Cambodia Bans Breast Milk Exports

Women in Cambodia
Women hold lotus flowers as land activists gather to commemorate the upcoming Women's Day in Phnom Penh, Cambodia, March 7. REUTERS/Samrang Pring

Cambodia imposed an immediate ban on exporting breast milk on Tuesday, after dozens of women sold their milk to a U.S.-based company.

Ambrosia Labs has been processing and exporting breast milk to the U.S. for two years, where it has been marketed to women who have problems producing it themselves.

The milk, expressed by more than 90 Cambodian women in the capital, Phnom Penh, was then transported to the U.S. where it was pasteurized, and, according to the Guardian, sold for $20 per 5 ounces. The move follows recent crackdowns on organ trafficking and commercial surrogacy in Cambodia.

Ngor Hong Ly, a secretary of state at the council of ministers ordered for the export of breast milk to stop immediately. In a letter viewed by AFP, written by the health ministry, he said: "[it will] take actions to immediately prevent the purchasing and exporting of breast milk from mothers from Cambodia. Although Cambodia is poor and [life is] difficult, it is not at the level that it will sell breast milk from mothers."
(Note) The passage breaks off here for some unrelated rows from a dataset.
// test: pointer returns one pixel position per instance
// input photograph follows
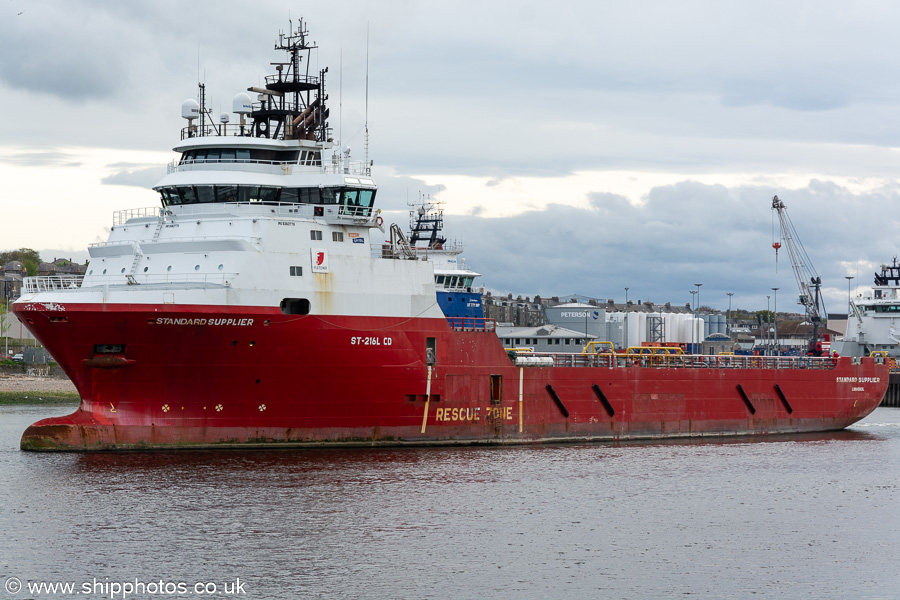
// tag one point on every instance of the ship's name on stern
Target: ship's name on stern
(219, 322)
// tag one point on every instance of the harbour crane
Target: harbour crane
(808, 281)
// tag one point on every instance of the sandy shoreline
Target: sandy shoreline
(25, 383)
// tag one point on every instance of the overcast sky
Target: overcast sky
(579, 147)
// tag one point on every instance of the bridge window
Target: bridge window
(205, 193)
(226, 193)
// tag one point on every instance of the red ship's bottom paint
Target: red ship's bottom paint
(207, 376)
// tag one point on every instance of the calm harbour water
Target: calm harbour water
(814, 516)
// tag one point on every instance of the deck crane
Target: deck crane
(807, 279)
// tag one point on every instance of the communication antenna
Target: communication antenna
(366, 157)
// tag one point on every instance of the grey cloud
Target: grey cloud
(39, 158)
(143, 177)
(684, 234)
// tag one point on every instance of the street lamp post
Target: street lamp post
(849, 303)
(693, 317)
(698, 310)
(728, 317)
(775, 291)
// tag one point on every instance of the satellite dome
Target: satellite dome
(190, 109)
(241, 104)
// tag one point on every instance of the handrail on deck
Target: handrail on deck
(471, 324)
(51, 283)
(690, 361)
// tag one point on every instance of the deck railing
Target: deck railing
(51, 283)
(687, 361)
(471, 324)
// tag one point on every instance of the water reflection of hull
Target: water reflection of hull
(190, 377)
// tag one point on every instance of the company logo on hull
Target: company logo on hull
(215, 321)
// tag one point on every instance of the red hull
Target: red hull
(192, 376)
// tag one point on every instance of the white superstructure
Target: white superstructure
(873, 324)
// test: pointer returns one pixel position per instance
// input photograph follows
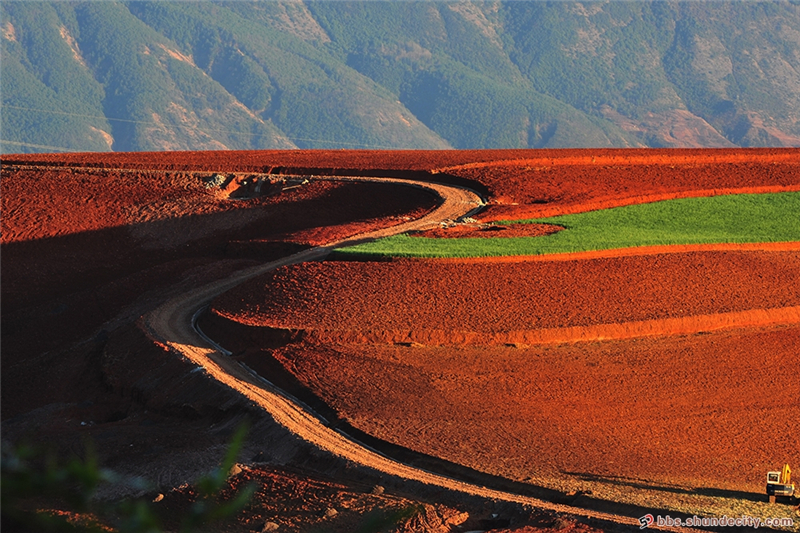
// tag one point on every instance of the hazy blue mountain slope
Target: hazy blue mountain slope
(414, 74)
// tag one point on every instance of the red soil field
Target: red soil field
(392, 300)
(519, 183)
(683, 412)
(86, 252)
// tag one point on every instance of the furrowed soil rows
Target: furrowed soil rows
(405, 297)
(658, 413)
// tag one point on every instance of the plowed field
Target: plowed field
(659, 413)
(449, 299)
(681, 393)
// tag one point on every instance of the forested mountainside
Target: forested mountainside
(131, 76)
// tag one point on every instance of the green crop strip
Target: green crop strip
(740, 218)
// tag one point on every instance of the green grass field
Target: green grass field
(738, 218)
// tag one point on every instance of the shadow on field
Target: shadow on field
(643, 484)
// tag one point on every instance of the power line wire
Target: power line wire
(42, 146)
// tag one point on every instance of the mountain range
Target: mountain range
(150, 76)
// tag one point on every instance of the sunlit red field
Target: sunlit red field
(649, 378)
(675, 370)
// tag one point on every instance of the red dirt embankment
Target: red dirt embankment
(682, 414)
(489, 303)
(519, 183)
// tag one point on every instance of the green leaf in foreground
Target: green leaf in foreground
(739, 218)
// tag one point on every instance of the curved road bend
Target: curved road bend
(171, 324)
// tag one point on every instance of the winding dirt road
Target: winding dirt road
(171, 325)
Unicef endorsed the move after criticizing Cambodia's actions last week, stating that milk needed to remain in Cambodia where children lack nutrition. There is concern that women may succumb to economic pressure, and, rather than feed her own children properly, may try to supplement a poor income.

Ros Sopheap, director of local women's rights group Gender and Development for Cambodia (GDC), told the AFP: "Even if women agree to do it voluntarily, they often have no other choices and face economic pressure."

Ambrosia Labs was suspended last week. On its Facebook page, which appears to have been removed, it stated: " We work hard to set, and monitor, guidelines to ensure that we are not taking milk out of the infants' mouths." The company added that it would not accept donations from mothers of babies younger than six months.

The number of children being breastfed has fallen in Cambodia over recent years, from 75 percent to 65 percent, according to Unicef, the Guardian reports.